"Ask most people and they will tell you the regeneration of Ballymun is a good idea, but they are still sceptical, there is a lot of disruption - it is having a massive impact on people and no one has yet moved into a new house," says Claire Casey, manager of the Ballymun Community Action Programme.
Her point is tragically illustrated by the recent death of Alexander Cuthbert, a boy who lost his life in an accident involving an earth-moving machine. "Alexander's mother, Joan, is a member of one of the housing transfer committees and she had been constantly raising issues of safety," said Ms Casey.
For the decade the regeneration project is expected to last the occupants of the flats will be living with the building work. Little surprise then that the issues the community raises most often are information, consultation and safety.
Earlier this year Ballymun had a few building sites. Now, as the existing roads are ripped up to put in the water pipes, sewers and underground cables for the new town centre and main street, the whole area seems to have become one vast building site with lorries, dust, noise, traffic diversions and difficulty in going to the local shop.
While laying the infrastructure will not go on forever, the 10 years or so it will take to build the scheme is "a lot of time if you are a child living here", MS Casey points out. Indeed, some children may view their childhood as inextricably linked with a building site.
Other issues which need to be tackled are the refurbishment of local schools and a new Garda station. The Department of Justice has gone as far as to declare that it will build a new station but the Minister, Mr O'Donoghue, has said he will consider the proposal again after consultation with the locals.
What this means in real terms is lost on the local community, says Ms Casey, who adds that the locals "are aware of no published plans to refurbish the schools as part of the Department of Education's contribution to the programme".
Then there is the sale of private houses as people move to get away from the construction work. There has been a big fall in unemployment numbers in Ballymun in the past few years and the prosperity has created a number of new homeowners. However, Ms Casey has anecdotal evidence that they are moving now, "and they are people with jobs and their moving out creates issues around social mix. There is a need to do research on this in terms of planning for social services, etc.," she says.

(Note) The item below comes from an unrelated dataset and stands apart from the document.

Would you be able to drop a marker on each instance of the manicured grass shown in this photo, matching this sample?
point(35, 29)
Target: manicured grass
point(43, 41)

Coping with this and the "original" problems of deprivation, welfare and drugs are a myriad of local agencies and community groups, many of whom are fearful that the recent deaths of two women in falls from the flats may be signals of mounting pressure.
Nine community groups have moved into the new Axis Centre recently. A community and arts centre, it is the first of the new public buildings to be opened.
The groups include the local drugs task force, Ballymun Communications, the Community and Family Training Agency and a welfare rights agency, among others. Facilities include a recording studio, a creche, a 200-seat theatre, a cafe bar and conference centre, two floors of offices and a dance studio.
The building is impressive, with wooden finishes in ash and even the kitchen areas look like something from a Terence Conran stylebook. The architects were Ballymun Regeneration Ltd's in-house team and the personnel are obviously pleased both with the building and the quality of the fitting out.
The Axis building is a better community centre than in most towns or villages, a factor which Eamonn Farrelly of Ballymun Regeneration says was important to local self-esteem. The opening of the centre this year has gone some way to bridge the credibility gap between city authorities and a community which has been promised much in the past.
The credibility factor is readily acknowledged by Mr Farrelly, who says that when locals get the keys to their homes and the first people are in, a major "confidence hurdle" will have been passed.